Based on the success of these demonstrations, both programs are moving forward to field more powerful prototype systems. The Navy is going to deploy a more powerful prototype system next year on the USSPonce in the Persian Gulf. This system will be fully integrated with the Ponce’s power supply and onboard combat systems just as it would be if it were a deployed weapons system. The Army plans a series of ever more powerful prototypes until it achieves what it believes will be a power level sufficient for a deployable weapon.
The Army and Navy programs show not only how far the technologies required to field a directed energy weapon have come but also how much the military has learned about managing such high tech and potentially transformative programs. Both the Army and Navy systems use solid state lasers, doing away with all the problems and costs associated with the earlier chemical laser systems. Advances in component technologies such as the modules that form the heart of these lasers but also those for power generation and management, beam control, jitter compensation and target tracking allow for a lower cost, greater reliability and enhanced effectiveness of the systems. Unlike their predecessors, both current programs have cost just tens of millions of dollars, in part because they have both leveraged the work done by others as well as by the Air Force. Finally, rather than attempting to build the ultimate directed energy weapon from the start, both programs have adhered to the crawl, walk, run approach.

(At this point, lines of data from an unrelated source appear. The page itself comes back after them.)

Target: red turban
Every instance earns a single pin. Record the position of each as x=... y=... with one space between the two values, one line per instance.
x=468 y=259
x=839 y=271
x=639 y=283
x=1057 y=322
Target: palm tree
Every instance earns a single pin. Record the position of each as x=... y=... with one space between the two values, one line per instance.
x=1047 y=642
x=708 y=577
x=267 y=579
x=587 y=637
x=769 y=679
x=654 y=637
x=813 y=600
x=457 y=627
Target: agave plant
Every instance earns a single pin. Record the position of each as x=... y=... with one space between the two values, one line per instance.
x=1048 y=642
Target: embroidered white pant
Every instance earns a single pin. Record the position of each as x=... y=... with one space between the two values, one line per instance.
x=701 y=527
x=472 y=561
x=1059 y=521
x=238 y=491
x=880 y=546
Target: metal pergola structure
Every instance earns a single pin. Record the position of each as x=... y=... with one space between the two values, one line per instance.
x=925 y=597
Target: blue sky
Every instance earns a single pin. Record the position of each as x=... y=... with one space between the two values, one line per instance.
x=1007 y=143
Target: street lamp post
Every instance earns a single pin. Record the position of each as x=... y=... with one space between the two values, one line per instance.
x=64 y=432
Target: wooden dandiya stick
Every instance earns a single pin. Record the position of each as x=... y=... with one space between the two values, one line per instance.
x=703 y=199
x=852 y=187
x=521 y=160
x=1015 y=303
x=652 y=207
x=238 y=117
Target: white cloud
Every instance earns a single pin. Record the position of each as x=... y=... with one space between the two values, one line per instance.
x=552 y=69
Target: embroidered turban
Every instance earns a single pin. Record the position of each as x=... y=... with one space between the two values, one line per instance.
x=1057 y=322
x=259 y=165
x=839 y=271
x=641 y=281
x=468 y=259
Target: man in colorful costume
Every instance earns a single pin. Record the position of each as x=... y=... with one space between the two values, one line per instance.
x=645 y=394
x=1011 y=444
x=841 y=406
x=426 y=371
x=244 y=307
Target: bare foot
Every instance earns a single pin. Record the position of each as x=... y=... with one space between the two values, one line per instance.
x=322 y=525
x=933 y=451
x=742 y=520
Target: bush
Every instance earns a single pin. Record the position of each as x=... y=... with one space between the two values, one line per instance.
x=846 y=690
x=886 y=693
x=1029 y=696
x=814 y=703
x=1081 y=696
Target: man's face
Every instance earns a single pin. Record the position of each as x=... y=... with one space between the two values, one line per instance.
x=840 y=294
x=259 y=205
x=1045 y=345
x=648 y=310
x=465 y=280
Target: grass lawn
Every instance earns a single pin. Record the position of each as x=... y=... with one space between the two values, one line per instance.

Directed energy weapons have the potential to transform many types of military engagements. For example, deployed with the proper power system, a laser would have an almost infinite magazine and each shot would cost less than a McDonald’s Happy Meal. This would totally unhinge efforts by potential adversaries to use cheap offensive systems to overwhelm U.S. defenses or simply pose an unsustainable cost-exchange problem for our military. In addition, a military that deploys directed energy weapons will own the electro-optical spectrum. A laser system can be tuned to be a sensor as well as a weapon and even as a weapon to cause nonlethal effects at power levels well below that needed to destroy a target. Adversaries seeking to acquire modern ISR systems with sophisticated sensors would have to worry about being left in the dark by a low power laser weapon.
This time, lasers might actually reach the field. This is because the current programs are well-managed, relatively low cost, based on maturing technologies and seeking to deploy systems with broad applicability. With directed energy weapons deployed on land, at sea and, possibly, even in the air, the U.S. military would have a powerful asymmetric advantage over future enemies.